Because of the unique physicochemical properties of three-dimensional (3D) architecture, it has attracted wide attention in the field of electromagnetic wave absorption. However, it is difficult to grow carbon nanotube (CNT) arrays on reduced graphene oxide (rGO) sheets due to ultrathin feature of rGO sheets. In this work, we grow CoNi nanoparticle-encapsulated within nitrogen-doped CNT (NCNT) arrays on ultrathin rGO sheets (3D CoNi/N-GCT) through a simple vacuum freeze-drying process and subsequent carbonization at a high temperature.

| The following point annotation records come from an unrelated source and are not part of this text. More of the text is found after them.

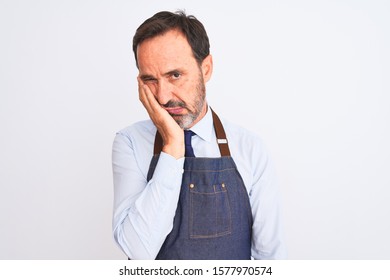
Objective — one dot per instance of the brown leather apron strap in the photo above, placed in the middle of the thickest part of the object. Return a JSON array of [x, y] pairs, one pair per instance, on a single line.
[[219, 132], [221, 136], [158, 144]]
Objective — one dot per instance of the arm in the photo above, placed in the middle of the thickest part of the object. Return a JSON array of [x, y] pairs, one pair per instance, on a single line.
[[267, 238], [143, 211]]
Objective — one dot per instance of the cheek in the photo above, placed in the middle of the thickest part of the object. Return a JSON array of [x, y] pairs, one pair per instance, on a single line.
[[153, 88]]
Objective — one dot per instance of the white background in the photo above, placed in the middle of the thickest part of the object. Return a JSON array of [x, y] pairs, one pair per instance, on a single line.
[[311, 77]]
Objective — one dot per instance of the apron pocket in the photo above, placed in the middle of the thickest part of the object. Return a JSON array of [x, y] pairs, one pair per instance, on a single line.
[[210, 214]]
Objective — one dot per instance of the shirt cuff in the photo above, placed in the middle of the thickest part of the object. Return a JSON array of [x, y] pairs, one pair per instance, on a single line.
[[168, 170]]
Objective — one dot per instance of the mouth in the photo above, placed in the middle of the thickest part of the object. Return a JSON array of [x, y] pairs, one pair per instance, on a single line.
[[175, 111]]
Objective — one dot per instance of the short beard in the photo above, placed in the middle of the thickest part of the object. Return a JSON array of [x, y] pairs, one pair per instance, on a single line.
[[186, 121]]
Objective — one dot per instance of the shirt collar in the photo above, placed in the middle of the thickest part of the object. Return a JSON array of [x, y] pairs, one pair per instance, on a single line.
[[205, 128]]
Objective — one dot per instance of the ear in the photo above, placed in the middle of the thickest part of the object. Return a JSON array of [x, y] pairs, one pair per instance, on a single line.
[[207, 68]]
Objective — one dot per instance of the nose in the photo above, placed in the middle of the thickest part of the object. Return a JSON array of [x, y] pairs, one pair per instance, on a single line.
[[163, 92]]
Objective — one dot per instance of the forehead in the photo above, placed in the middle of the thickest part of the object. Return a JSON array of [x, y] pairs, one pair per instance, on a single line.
[[170, 50]]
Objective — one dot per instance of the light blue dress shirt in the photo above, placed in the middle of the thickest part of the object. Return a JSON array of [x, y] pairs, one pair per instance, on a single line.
[[144, 211]]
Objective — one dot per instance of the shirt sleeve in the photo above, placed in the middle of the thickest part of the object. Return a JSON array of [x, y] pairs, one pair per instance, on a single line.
[[143, 211], [267, 238]]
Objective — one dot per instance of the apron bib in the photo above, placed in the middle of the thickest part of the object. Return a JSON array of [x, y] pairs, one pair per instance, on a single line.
[[213, 219]]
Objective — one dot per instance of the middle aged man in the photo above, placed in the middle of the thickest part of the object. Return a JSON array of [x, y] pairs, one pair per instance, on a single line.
[[178, 193]]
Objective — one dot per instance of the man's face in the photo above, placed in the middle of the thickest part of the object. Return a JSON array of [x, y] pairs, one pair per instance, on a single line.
[[167, 65]]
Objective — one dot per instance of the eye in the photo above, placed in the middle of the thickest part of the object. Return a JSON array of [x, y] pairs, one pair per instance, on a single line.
[[176, 75], [149, 80]]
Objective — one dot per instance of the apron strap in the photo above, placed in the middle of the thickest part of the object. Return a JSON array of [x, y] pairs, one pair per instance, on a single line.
[[221, 136], [219, 132]]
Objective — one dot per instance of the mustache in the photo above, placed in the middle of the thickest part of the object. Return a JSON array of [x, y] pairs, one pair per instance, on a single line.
[[174, 104]]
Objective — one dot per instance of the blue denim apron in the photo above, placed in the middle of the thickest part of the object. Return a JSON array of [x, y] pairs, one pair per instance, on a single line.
[[213, 218]]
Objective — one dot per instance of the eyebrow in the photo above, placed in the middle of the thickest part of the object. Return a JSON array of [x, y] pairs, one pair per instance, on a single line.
[[147, 77], [150, 77]]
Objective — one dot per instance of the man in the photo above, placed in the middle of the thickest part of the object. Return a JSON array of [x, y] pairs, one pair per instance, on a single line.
[[186, 185]]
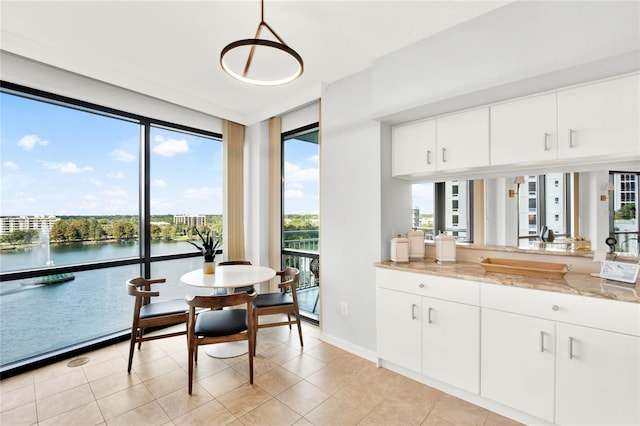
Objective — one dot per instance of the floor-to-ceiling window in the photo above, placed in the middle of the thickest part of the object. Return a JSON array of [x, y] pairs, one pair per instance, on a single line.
[[300, 207], [91, 197]]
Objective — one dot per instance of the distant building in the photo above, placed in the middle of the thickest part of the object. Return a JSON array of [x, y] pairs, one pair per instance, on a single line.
[[190, 219], [23, 223]]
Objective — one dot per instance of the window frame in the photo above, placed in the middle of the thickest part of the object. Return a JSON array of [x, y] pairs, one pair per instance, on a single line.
[[143, 260]]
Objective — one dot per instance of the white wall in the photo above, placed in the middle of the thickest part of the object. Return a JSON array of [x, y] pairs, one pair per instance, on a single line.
[[256, 195], [518, 49], [349, 211], [360, 207]]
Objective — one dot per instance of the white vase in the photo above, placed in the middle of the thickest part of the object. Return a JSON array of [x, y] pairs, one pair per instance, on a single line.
[[208, 267]]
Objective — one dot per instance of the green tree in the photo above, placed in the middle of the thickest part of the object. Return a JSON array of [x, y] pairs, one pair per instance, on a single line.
[[627, 211]]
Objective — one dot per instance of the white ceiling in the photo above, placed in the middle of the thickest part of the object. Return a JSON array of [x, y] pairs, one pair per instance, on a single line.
[[170, 49]]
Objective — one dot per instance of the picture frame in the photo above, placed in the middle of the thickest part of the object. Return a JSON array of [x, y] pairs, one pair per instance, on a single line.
[[618, 271]]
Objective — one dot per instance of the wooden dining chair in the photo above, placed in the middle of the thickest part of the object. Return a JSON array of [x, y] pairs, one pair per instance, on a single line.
[[218, 325], [147, 314], [248, 289], [284, 301]]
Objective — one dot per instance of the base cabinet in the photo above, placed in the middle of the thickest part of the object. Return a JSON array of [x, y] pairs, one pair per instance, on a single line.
[[399, 328], [518, 362], [598, 377], [451, 343], [437, 338], [567, 359]]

The unique 3D architectures have large surfaces, abundant defects, various interfaces and void spaces, and nitrogen dopants. Benefitting from these advantages, the 3D CoNi/N-GCT shows excellent absorption properties toward electromagnetic wave. We find that the dielectric loss of our designed sample can be modulated by the metal composition and the morphology, leading to the controllable electromagnetic wave absorption property of the 3D CoNi/N-GCT. Our strategy opens a novel strategy for development 3D architectures for electromagnetic wave absorption.